We lost an 18,000-euro balance payment because we had no written proof the client had approved the final website version. He claimed it wasn't what he asked for. We had nothing. Since then, every deliverable goes through a signed acceptance form, full stop. -- Sebastien R., co-director, e-commerce agency, Bordeaux
Building a 5-Step Deliverable Sign-Off Process
In Agile, we talk about a Definition of Done. The idea applies to any agency, tech or not. Before starting a deliverable, the client and team agree in writing on what 'done and ready to approve' looks like. Takes 20 minutes. Saves 20 hours of rework.
- Visual deliverables (mockups, branding, videos): maximum two revision rounds, with a review checklist given to the client upfront. If the checklist isn't filled out, the feedback isn't actionable.
- Technical deliverables (dev, integrations, APIs): formal UAT with a test plan, validated environment by environment, each test timestamped or signed off.
- Strategic deliverables (audits, recommendations): mandatory live presentation plus a meeting summary with explicit validation within 5 business days.
- Recurring deliverables (reports, content, newsletters): tacit approval with a short window (48h); if no objection is raised, the deliverable is considered accepted.
That last point, tacit approval, solves 80% of friction on recurring projects. It must be explicitly stated in the contract or terms of service. Without that, it's worth nothing legally.
Link Validation Directly to Invoicing
Many agencies shoot themselves in the foot here: they invoice before sign-off, or they get sign-off and forget to invoice. Deliverable validation should automatically trigger the milestone invoice. Tools like Clynt can automate this link between validated milestone and invoice generation, eliminating cash flow gaps caused by manual follow-ups.
A project manager shared a concrete case from a B2B SaaS client: their average validation cycle was 19 days per deliverable. After introducing a 5-day contractual deadline with tacit approval, they dropped to 6 days per cycle within one quarter. Simple clause, massive operational impact.
What a Good Client Portal Actually Changes
A client portal is not a nice-to-have. When properly configured, it centralises deliverables, approval requests, and comments, with a timestamped record of every action. The client sees what needs approving, clicks, confirms, and it's logged. No more ambiguity around 'I said ok verbally' versus 'I never validated that'. Clynt integrates this directly with project tracking and invoicing, which is precisely what's missing when agencies piece together Drive, HubSpot, and a spreadsheet.
FAQ
What is the difference between an email approval and a formal acceptance form?
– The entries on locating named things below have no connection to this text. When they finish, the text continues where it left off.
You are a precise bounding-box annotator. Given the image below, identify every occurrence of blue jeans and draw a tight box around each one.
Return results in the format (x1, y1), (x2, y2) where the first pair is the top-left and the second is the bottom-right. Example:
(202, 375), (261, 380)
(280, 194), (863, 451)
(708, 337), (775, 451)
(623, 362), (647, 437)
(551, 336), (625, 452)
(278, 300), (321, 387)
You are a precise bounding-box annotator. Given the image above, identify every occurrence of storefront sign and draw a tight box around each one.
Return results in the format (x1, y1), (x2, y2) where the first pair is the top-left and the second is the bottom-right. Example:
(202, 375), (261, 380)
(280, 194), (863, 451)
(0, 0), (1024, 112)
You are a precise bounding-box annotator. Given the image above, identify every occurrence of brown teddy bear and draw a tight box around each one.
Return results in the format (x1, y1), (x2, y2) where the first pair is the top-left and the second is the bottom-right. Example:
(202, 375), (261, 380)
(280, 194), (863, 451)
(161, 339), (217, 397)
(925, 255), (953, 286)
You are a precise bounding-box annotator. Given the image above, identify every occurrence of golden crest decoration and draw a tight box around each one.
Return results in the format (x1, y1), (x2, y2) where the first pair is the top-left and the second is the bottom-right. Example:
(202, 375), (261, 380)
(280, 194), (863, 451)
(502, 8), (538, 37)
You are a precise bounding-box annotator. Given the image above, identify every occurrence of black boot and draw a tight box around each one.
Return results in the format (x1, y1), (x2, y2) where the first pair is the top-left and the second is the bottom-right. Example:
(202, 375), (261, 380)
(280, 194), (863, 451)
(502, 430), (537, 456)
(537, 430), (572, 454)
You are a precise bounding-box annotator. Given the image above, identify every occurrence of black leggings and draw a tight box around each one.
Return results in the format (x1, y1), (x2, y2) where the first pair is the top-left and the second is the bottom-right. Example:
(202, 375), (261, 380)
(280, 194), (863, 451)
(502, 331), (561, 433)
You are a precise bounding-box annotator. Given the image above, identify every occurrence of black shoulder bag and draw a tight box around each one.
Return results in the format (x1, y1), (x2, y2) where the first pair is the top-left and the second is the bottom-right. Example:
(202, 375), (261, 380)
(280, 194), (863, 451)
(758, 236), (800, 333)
An email approval has limited legal value and is hard to enforce in a dispute. A structured acceptance form, signed electronically or validated via a timestamped portal, constitutes solid and enforceable evidence. In a contentious situation, that distinction can mean the difference between winning and losing.
How many revision rounds should be included in an agency contract?
Two rounds is the market standard for most creative or strategic deliverables. Beyond that, each additional round should be billed at an hourly or fixed rate. The contract must spell this out explicitly, with a clear definition of what constitutes one 'round' of revisions.
How do you handle a client who refuses to sign off without giving specific reasons?
This is the trickiest scenario. Best practice: send a formal written notice referencing the contractual deadline and requesting specific, documented objections. If the client cannot list concrete issues against the acceptance criteria defined at project start, the refusal is not contractually valid.
Can tacit approval clauses hold up legally?
Yes, provided the clause is explicitly included in the signed contract or terms of service, with a clearly stated deadline. The client's silence past that deadline constitutes acceptance. A lawyer specialising in digital contracts can help you draft this clause to make it airtight.